[ofiwg] definition of a completion in OFI
Jason Gunthorpe
jgunthorpe at obsidianresearch.com
Wed Mar 4 14:13:23 PST 2015
On Wed, Mar 04, 2015 at 09:46:54PM +0000, Hefty, Sean wrote:
> I'm not sure if all implementations can adhere to this definition.
> I looked in the iWarp and IB specs, but I couldn't find any specific
> definition of what it means for an app to retrieve a completion.
completion means your first defintion, the memory will no longer be
read.
For IB this means the data transfer at the HCA is complete, but it
doesn't say very much about the remote application.
For instance, it doesn't mean a receive completion has been, or ever
will be generated. So from that perspective, it is not any different
than your existing sockets case.
> A second solution is to add the behavior defined above to another
> call or event, such as fi_shutdown. For example:
> fi_shutdown() - For reliable endpoints, blocks until all operations
> and their associated data have been acked by the destination. For
> unreliable endpoints, indicates that all requests have successfully
> been transmitted into the fabric.
Essentially what you are talking about here is adding a synchronous
'end of stream mark' like TCP - the mark pushes through all data and
becomes visible as a guarenteed event on the far side.

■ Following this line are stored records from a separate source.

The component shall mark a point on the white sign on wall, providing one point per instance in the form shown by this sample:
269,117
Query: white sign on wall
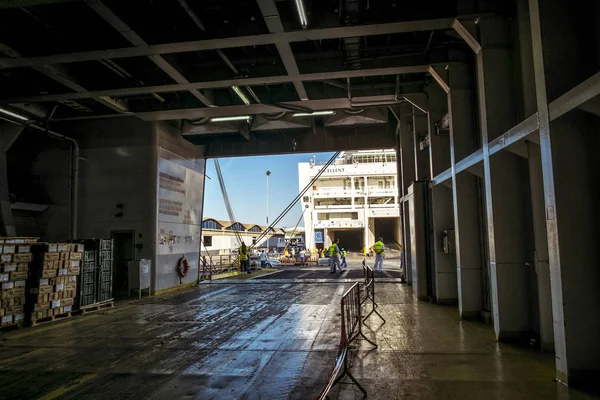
179,208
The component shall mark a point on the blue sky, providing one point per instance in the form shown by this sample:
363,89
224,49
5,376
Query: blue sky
246,186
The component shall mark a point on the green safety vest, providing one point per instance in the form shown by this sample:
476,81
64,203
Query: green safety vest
333,250
243,256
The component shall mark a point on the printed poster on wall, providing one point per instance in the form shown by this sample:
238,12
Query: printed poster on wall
180,191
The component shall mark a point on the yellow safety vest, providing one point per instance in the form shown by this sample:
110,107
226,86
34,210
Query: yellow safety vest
243,256
332,250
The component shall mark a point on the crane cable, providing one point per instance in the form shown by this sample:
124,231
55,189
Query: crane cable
295,229
226,200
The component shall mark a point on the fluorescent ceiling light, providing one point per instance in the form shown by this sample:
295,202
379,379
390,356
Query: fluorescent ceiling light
235,118
314,113
12,114
301,13
240,94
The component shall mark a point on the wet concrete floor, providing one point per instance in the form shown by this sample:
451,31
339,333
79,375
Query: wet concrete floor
268,340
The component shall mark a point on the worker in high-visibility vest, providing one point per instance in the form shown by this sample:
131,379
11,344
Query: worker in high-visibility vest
379,249
244,262
334,257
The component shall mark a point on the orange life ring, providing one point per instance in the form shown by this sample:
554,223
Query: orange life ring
182,267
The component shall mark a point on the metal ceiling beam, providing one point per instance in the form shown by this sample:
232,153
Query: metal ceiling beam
241,41
4,4
252,109
58,75
220,84
226,60
113,20
273,21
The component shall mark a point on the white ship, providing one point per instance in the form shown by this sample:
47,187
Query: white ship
355,200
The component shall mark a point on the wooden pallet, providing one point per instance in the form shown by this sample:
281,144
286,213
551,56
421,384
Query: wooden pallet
53,318
96,307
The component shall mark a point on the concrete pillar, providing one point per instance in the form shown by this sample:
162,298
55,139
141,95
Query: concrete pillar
541,263
446,290
569,147
465,192
507,189
406,171
445,276
420,132
8,134
371,232
407,150
418,239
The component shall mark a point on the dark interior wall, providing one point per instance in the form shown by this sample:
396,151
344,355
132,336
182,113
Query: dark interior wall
117,179
38,172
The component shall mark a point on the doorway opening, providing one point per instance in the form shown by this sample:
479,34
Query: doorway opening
123,252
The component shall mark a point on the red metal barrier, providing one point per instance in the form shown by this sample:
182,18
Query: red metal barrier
369,290
351,329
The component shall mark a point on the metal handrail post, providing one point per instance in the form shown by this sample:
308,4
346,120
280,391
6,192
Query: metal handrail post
371,290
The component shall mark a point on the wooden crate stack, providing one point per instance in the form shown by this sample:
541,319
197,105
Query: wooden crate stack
15,255
52,282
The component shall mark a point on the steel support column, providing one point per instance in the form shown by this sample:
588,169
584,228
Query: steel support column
506,188
407,159
8,134
569,169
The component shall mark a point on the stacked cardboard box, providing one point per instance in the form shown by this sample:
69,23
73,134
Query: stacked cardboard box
15,255
52,281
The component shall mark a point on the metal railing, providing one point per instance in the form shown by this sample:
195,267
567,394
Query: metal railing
351,329
369,289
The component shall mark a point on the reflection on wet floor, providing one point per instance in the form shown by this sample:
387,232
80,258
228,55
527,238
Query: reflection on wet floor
268,341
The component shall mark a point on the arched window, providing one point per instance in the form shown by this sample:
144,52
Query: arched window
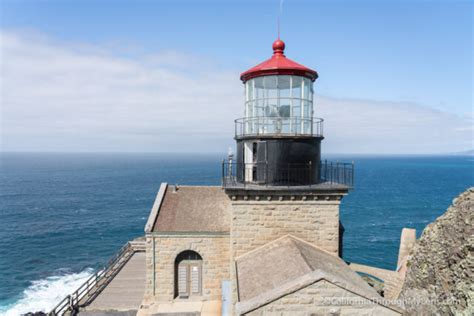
188,274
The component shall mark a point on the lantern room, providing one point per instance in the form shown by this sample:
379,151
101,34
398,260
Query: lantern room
279,139
278,98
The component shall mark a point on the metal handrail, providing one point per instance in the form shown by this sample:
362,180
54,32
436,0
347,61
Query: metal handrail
92,286
235,174
279,126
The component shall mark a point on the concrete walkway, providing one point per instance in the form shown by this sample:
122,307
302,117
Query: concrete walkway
124,293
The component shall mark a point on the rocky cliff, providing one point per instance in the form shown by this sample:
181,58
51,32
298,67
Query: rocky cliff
440,275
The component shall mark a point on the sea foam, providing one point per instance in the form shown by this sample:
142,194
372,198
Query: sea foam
43,295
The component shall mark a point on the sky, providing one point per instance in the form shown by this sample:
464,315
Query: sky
395,77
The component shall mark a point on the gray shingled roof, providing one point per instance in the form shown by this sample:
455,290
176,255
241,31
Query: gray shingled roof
190,209
288,264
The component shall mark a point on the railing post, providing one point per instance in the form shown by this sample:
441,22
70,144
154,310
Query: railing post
310,174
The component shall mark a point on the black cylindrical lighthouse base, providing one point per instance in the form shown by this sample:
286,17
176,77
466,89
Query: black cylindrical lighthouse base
279,161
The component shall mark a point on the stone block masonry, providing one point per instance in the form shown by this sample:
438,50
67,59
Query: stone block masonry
255,223
162,250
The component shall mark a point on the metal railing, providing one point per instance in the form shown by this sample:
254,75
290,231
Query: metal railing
337,173
279,126
89,290
301,174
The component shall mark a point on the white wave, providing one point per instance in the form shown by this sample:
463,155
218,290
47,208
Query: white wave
43,295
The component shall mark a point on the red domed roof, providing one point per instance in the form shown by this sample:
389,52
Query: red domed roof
278,64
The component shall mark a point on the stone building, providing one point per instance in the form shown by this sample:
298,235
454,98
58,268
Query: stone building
268,241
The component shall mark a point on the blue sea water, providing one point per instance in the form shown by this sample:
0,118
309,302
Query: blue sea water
63,215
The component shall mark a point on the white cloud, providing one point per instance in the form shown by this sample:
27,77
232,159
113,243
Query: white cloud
61,97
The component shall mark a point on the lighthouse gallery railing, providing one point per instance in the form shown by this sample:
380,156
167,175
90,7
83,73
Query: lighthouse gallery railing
280,126
261,173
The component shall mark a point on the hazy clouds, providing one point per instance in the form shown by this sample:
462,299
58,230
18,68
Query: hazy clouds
68,97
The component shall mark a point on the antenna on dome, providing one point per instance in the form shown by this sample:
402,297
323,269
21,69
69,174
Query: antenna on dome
280,11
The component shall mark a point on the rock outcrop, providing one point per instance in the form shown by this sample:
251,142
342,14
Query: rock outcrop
440,274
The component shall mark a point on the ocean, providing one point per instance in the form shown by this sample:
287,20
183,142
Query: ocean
64,215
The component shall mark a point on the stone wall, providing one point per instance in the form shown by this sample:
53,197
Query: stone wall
322,298
255,223
214,250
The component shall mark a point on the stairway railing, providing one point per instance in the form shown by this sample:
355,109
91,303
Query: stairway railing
89,290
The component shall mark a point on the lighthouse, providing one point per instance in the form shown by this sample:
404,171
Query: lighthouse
278,141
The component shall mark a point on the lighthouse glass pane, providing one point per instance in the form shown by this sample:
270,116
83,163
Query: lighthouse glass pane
296,87
271,85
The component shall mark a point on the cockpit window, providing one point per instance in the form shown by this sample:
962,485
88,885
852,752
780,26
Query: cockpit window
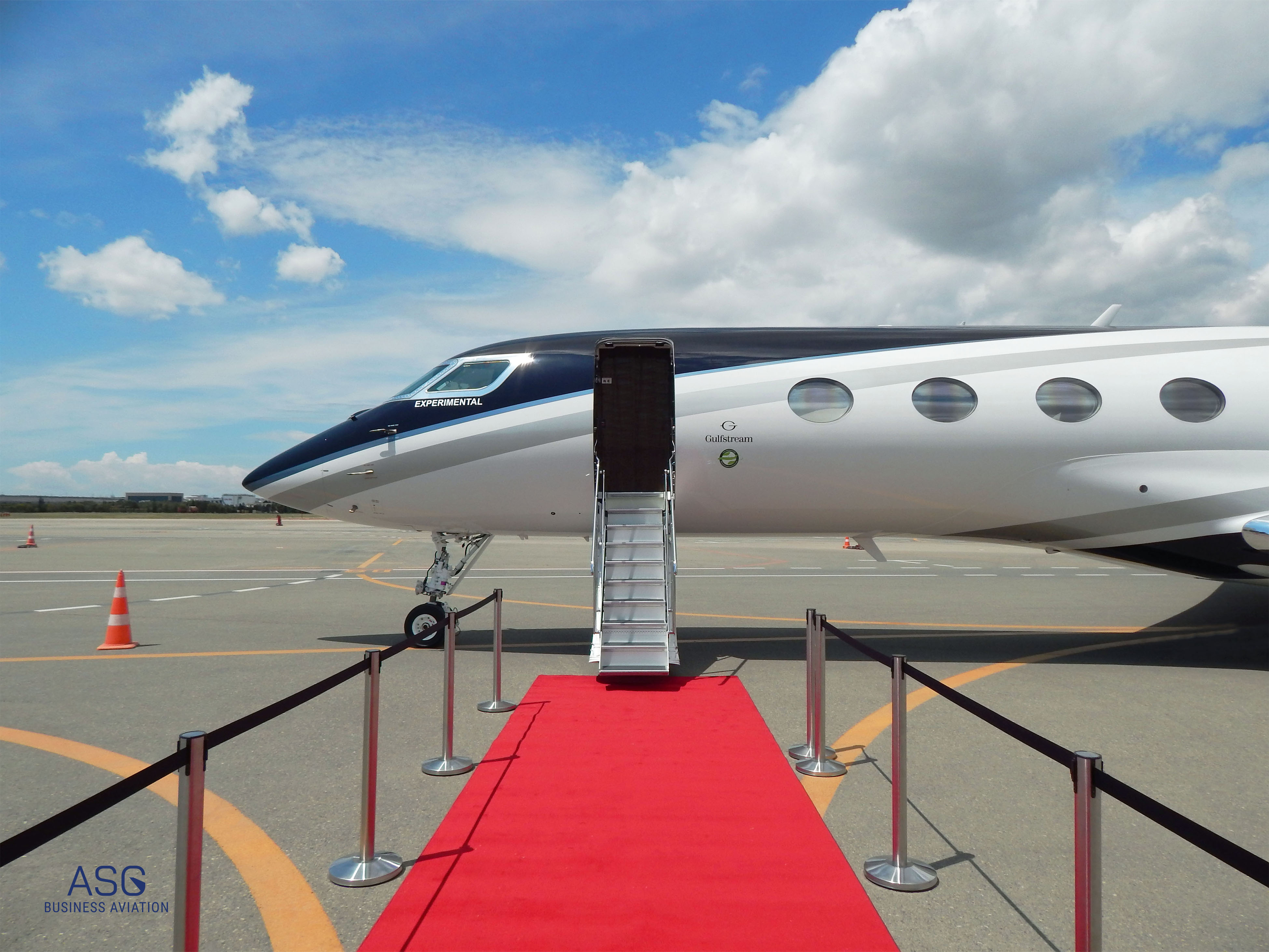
471,375
424,379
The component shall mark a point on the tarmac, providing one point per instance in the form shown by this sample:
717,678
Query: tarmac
1162,675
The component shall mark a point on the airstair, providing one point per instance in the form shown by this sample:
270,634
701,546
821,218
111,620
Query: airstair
634,565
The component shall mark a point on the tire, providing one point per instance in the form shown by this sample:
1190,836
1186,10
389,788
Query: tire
421,617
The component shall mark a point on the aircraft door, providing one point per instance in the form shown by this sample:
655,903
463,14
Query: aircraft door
635,414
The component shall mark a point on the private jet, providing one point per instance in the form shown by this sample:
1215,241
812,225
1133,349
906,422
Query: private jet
1148,446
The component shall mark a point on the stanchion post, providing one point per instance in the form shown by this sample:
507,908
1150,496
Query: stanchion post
447,764
1088,853
823,761
899,871
498,705
814,695
369,867
189,843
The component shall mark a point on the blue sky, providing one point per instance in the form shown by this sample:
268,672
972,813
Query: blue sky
228,225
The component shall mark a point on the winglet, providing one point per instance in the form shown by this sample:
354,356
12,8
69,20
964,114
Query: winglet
871,548
1107,316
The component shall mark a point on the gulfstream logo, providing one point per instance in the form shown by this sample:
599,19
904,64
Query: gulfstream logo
450,401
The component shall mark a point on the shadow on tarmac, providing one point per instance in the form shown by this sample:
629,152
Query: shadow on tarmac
1229,629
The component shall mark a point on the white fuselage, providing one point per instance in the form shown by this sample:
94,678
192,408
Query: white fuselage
1006,471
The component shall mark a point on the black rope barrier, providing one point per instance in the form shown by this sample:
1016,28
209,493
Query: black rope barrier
70,818
73,817
1208,841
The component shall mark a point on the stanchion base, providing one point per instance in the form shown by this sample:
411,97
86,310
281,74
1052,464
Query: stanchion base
914,877
441,767
351,871
805,752
821,767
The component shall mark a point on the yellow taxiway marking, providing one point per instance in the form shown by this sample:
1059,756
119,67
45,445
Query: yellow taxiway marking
292,916
866,732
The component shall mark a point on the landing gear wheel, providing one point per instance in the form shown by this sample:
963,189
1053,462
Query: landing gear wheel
422,617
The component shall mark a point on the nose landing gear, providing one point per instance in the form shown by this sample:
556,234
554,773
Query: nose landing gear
422,617
441,581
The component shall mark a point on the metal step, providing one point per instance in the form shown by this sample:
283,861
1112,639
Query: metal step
634,535
634,659
635,572
634,518
634,637
633,554
641,589
635,612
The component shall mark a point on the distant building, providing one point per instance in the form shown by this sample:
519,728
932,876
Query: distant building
58,501
242,499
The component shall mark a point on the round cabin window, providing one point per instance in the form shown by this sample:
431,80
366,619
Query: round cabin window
945,400
1068,400
820,400
1192,400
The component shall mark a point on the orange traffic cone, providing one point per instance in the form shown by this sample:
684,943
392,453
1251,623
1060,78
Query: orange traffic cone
119,630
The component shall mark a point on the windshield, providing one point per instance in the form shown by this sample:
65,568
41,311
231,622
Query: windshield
422,380
473,375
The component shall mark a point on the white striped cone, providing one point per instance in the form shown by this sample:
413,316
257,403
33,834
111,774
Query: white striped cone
119,630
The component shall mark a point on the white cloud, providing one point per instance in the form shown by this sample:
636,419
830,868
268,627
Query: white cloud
958,162
129,277
203,124
309,264
284,436
116,475
754,78
209,124
240,213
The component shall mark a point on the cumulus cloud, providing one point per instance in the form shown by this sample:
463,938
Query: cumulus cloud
309,264
284,436
205,125
116,475
754,78
127,277
957,162
240,213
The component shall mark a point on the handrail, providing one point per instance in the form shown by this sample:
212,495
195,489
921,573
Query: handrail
1208,841
41,833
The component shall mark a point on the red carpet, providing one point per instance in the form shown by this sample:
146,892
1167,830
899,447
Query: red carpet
654,815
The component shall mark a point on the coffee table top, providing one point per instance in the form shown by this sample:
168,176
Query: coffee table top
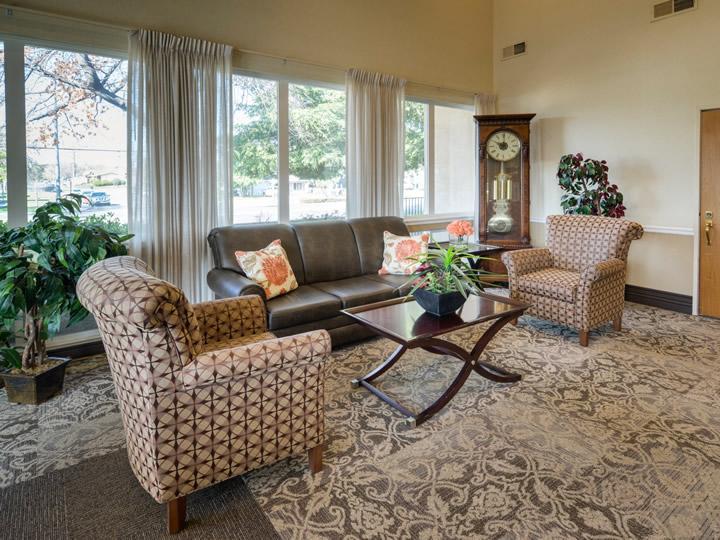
404,321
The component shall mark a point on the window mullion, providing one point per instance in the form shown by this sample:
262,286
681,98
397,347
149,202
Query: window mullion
430,160
283,152
15,132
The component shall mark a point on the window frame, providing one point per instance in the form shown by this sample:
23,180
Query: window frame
430,217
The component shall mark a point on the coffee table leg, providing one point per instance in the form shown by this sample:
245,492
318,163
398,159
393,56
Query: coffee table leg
382,368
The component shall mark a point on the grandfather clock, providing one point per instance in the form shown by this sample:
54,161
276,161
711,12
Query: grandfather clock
504,153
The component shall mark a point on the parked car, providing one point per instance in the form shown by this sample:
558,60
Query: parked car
98,198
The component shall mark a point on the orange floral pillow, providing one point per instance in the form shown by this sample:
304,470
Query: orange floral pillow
399,250
270,268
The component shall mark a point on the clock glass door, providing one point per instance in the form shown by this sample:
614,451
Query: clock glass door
504,173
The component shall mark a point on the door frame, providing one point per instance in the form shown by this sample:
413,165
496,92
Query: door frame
698,209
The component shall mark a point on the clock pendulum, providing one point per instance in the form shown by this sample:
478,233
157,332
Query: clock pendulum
501,222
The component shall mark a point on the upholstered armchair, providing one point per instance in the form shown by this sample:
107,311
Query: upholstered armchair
579,279
205,392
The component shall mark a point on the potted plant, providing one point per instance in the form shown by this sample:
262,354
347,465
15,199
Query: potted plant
40,264
587,188
444,279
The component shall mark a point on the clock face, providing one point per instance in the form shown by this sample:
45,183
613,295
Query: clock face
503,146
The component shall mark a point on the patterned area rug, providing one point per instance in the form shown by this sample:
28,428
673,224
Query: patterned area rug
617,440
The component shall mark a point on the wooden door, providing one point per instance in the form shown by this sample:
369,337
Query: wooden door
710,213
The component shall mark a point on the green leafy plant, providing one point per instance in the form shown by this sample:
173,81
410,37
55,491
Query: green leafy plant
40,264
445,270
107,221
587,188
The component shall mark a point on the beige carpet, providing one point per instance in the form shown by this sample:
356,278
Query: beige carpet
618,440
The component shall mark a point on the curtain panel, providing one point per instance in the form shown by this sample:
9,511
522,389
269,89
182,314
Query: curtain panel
484,104
375,143
180,153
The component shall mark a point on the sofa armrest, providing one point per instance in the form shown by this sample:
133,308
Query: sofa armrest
602,270
241,362
525,261
228,318
228,283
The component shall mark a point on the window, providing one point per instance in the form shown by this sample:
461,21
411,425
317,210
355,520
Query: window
439,161
317,153
414,180
255,165
301,180
75,117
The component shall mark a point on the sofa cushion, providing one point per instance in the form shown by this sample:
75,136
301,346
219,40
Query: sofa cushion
550,283
399,283
357,291
369,237
304,304
225,241
329,251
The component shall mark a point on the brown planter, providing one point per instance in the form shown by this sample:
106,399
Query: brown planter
35,389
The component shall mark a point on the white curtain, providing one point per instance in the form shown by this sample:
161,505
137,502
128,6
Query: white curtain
375,143
180,153
484,104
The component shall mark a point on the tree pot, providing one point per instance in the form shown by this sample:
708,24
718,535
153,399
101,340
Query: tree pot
439,305
35,389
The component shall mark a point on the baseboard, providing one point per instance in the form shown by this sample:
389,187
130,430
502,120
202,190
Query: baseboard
79,350
682,303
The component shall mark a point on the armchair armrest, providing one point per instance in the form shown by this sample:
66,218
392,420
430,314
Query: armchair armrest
227,283
601,270
241,362
229,318
525,261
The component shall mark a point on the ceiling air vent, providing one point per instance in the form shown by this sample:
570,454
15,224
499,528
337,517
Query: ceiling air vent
511,51
672,7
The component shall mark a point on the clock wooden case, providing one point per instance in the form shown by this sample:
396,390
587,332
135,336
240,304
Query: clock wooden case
504,154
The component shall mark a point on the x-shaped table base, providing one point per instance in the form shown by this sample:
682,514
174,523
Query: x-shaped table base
440,346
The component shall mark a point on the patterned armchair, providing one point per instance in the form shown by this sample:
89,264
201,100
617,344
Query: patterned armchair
579,279
205,392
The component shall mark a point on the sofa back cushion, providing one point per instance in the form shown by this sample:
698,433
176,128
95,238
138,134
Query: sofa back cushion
225,241
329,250
369,237
580,241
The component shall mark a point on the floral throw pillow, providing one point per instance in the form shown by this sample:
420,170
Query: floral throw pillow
399,253
270,268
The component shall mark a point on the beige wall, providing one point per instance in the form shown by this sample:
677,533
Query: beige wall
607,82
445,43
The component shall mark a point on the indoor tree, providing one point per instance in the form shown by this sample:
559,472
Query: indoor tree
587,189
40,264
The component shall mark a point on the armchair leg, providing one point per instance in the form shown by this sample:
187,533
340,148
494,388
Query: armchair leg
176,514
617,323
315,459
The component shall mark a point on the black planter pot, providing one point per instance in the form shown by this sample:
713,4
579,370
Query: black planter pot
35,389
439,304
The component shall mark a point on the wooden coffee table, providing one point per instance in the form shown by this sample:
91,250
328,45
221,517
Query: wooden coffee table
405,322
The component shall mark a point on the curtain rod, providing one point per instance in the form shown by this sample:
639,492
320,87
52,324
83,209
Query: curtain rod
10,8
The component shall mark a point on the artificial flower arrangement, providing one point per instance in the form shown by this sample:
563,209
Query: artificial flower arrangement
461,230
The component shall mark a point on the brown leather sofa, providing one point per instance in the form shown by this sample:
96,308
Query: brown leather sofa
335,263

Realistically, most apps that can close a connection need something
like this. I have fought with races in IB CM land in exactly this
area, and it is very difficult to resolve.
Typically shutdown has to be unidirectional, ie I stop my send side
but can continue to read until I see the other end's end of stream
mark. Otherwise typical app patterns are difficult to realize.
> In this case, calling fi_close() without fi_shutdown() will abruptly
> close the endpoint. There may need to be other constraints for
> fi_shutdown(), such as the app must ensure that all requests have
> completed.
Close should not be different from bidirectional shutdown:
- Data sent prior to close is delivered if the far side is
willing to receive.
- The far send sees an error when it attempts to send
And in the RDMA case this probably means close would have to be
blocking, and then followed with a sendq and recvq flush and resource
reclaim..
You can have a fi_drop_senq or something to forcibly dump the sendq
prior to calling close to get more like the current abrupt semantics.